カサンドロ リング上のドラァグクイーンのたくのレビュー・感想・評価

3.7
メキシコのルチャリブレを舞台に、実在するゲイのプロレスラーであるサウル・アルメンダスが逆境を乗り越えて自身の個性を開花させて大スターとなっていく話。メキシカンスタイルのプロレスのことを「ルチャリブレ」と呼ぶのは初めて知った。サウルが憧れるエル・サントも登場し、彼の名を受け継いだ息子(本人が演じてる!)が「眠るときもマスクを外さない」という話が出てきたけど、父エル・サントは死後もマスクを脱がずにそのまま葬儀が行われたとのことで、その徹底ぶりに驚いた。劇中のルチャドール達の試合っぷりが迫力あって、作品に説得力を与えてた。

テキサス州エルパソ出身のサウルはルチャリブレでヘタレ役のルチャドールとして活動してて、もういい加減ヘタレ役から脱却したいと思い始めてる。そんな中、同じくルチャリブレで活躍するサブリナにコーチとなってもらったことをきっかけとして、サウルが自身のゲイを個性として打ち出していこうとする展開。サウルのヘタレ役時代のリングネームが「エル・トポ」で、同名のアレハンドロ・ホドロフスキー監督の名作があるけど、意味が「モグラ」だというのは知らなかった。

サウルがテレビで偶然見かけたドラマにヒントを得て、母が昔に着てた煌びやかな衣装をリングコスチュームに仕立て、カサンドラのリングネームで生まれ変わるあたりがワクワクする。彼がゲイであることを全面に打ち出していく様子が清々しくて、前例のないことを実行する勇気に恐れ入る(試合中に2階席から転落する驚きの行動は実際にやってたらしい)。
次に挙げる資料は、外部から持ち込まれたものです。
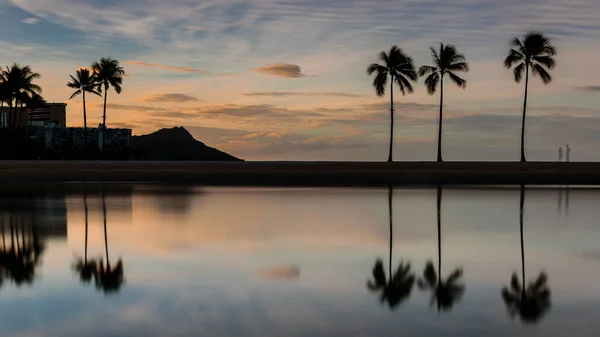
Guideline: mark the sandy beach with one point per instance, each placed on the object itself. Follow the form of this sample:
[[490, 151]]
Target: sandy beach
[[302, 173]]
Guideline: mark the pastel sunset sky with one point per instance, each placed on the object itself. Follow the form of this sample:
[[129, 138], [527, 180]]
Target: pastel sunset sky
[[286, 80]]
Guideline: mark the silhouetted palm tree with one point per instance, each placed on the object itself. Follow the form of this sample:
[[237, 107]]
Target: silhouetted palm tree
[[530, 302], [444, 293], [19, 82], [532, 51], [399, 286], [83, 82], [4, 95], [108, 279], [447, 61], [108, 74], [399, 67]]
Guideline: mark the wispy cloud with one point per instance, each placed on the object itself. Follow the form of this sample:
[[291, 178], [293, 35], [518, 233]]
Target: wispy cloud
[[168, 67], [589, 88], [170, 98], [130, 107], [281, 70], [290, 93], [31, 21]]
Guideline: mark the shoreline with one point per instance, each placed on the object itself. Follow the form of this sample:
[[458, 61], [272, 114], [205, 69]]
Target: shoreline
[[304, 173]]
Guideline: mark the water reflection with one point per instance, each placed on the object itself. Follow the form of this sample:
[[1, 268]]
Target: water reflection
[[107, 278], [529, 302], [443, 293], [23, 243], [398, 287]]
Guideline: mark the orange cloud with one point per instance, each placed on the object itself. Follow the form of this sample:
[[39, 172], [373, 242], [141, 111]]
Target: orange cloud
[[281, 70], [168, 67]]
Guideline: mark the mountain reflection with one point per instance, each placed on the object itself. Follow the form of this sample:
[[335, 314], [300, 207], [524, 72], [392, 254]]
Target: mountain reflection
[[530, 302], [444, 293], [398, 287]]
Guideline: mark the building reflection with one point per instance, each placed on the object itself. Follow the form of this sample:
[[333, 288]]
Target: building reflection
[[397, 287], [27, 220], [529, 301]]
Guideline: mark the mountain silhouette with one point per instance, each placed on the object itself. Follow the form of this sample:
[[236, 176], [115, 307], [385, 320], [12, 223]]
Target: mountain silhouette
[[175, 144]]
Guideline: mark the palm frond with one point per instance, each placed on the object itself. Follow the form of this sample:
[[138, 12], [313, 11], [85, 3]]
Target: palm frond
[[545, 60], [512, 58], [375, 67], [516, 42], [403, 82], [424, 70], [435, 57], [537, 69], [459, 66], [75, 94], [518, 72], [459, 81], [379, 83], [431, 82], [384, 57]]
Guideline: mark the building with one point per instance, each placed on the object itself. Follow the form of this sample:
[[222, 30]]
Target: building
[[54, 136], [51, 112], [115, 138], [20, 117]]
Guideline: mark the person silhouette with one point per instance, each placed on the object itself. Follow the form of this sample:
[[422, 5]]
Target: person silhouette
[[559, 154]]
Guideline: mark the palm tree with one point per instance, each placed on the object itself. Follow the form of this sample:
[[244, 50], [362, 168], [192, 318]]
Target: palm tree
[[4, 97], [19, 83], [530, 302], [444, 293], [83, 82], [399, 67], [447, 61], [108, 73], [399, 285], [532, 51]]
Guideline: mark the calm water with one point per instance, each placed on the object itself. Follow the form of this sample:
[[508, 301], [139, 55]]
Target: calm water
[[297, 262]]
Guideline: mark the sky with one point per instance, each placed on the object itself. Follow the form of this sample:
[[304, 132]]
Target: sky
[[286, 79]]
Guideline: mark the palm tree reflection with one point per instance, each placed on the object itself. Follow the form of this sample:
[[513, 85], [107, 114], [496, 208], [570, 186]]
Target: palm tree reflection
[[398, 287], [107, 278], [86, 269], [444, 293], [18, 261], [529, 302]]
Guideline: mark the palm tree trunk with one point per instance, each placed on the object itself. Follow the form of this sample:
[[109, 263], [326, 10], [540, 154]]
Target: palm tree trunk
[[86, 226], [9, 119], [104, 120], [439, 159], [84, 134], [20, 115], [524, 110], [390, 191], [391, 119], [12, 234], [439, 207], [522, 201], [105, 232]]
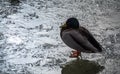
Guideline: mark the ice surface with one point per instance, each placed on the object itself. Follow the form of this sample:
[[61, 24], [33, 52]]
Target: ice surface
[[30, 41]]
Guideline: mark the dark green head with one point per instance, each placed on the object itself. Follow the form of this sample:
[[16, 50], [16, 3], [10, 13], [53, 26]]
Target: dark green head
[[71, 23]]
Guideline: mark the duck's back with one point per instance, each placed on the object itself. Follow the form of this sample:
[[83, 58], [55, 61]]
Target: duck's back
[[80, 39], [90, 38]]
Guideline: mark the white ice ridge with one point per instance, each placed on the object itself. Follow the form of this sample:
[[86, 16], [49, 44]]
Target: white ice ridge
[[14, 40]]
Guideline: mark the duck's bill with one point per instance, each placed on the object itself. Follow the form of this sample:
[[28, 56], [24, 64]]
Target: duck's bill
[[63, 26]]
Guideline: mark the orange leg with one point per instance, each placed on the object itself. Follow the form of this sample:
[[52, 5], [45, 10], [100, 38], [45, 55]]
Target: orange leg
[[75, 54]]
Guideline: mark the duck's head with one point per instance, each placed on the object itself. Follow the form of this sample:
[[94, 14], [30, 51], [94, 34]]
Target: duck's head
[[71, 23]]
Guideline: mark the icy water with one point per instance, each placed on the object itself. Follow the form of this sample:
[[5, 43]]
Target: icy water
[[30, 41]]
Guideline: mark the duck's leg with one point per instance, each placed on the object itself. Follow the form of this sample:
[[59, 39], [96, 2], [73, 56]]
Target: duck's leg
[[75, 54]]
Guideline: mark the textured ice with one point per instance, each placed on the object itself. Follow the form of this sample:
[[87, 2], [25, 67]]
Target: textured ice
[[30, 41]]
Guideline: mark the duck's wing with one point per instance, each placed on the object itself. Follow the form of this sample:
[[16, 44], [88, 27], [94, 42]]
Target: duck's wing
[[82, 41], [90, 38]]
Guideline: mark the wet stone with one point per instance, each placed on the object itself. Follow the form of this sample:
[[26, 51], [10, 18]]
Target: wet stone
[[82, 67]]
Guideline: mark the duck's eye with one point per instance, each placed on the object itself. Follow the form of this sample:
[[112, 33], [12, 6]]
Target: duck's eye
[[62, 26]]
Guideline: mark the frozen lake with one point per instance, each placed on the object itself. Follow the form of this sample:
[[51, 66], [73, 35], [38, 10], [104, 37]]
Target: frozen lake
[[30, 41]]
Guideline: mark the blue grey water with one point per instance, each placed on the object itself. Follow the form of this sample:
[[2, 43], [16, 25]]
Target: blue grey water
[[30, 41]]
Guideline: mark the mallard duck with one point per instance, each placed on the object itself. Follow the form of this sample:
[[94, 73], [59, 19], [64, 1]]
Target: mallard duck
[[78, 38]]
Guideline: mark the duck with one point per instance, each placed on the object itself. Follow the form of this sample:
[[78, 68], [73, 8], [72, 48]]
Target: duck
[[78, 38]]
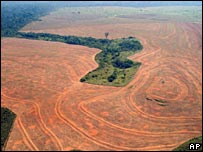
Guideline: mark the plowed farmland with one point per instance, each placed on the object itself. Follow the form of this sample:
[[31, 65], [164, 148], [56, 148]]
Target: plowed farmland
[[158, 110]]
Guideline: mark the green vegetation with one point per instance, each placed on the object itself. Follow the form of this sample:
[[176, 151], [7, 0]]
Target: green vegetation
[[16, 15], [111, 13], [114, 67], [185, 146], [7, 119]]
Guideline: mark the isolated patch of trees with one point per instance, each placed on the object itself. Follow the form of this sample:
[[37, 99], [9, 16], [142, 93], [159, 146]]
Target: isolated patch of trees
[[111, 49]]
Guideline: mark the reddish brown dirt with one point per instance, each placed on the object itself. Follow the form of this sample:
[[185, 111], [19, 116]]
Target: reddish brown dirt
[[57, 112]]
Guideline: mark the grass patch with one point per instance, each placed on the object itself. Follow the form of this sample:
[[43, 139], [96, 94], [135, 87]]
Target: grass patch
[[185, 146], [7, 120]]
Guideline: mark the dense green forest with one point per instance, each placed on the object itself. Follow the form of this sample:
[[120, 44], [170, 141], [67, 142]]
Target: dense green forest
[[114, 67], [7, 120], [15, 15]]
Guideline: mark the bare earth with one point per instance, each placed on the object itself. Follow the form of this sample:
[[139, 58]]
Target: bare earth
[[40, 82]]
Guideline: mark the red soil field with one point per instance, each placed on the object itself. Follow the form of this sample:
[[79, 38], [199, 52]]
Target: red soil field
[[40, 82]]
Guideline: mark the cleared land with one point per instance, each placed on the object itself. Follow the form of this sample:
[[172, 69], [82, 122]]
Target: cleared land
[[40, 83]]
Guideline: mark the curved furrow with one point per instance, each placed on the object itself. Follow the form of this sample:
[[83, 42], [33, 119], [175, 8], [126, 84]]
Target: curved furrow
[[29, 141], [43, 125]]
サウルとは対照的に、妻も子どももいる恋人のジェラルドが自身のゲイをひた隠しにしようとする様子が描かれるのは、多くの人はそのように行動するだろうってことだよね。

サウルが母と住むことを夢見たハート形のプールがある家が母の死と共に他人の手に渡ってしまうのが象徴的。劇中の対談番組でも言ってたけど、サウルは多くの女性に影響を受けてきて、本作でもコーチのサブリナや母親が絶大な存在として登場する。これと正反対なのがサウルの父で、終盤の息子との再会で彼がゲイである事実を受け入れないのは、こないだ観た「インスペクション」の母親と同じだったね。そういえばジェラルド役のラウル・カスティーロは「インスペクション」に教官役で出演してた。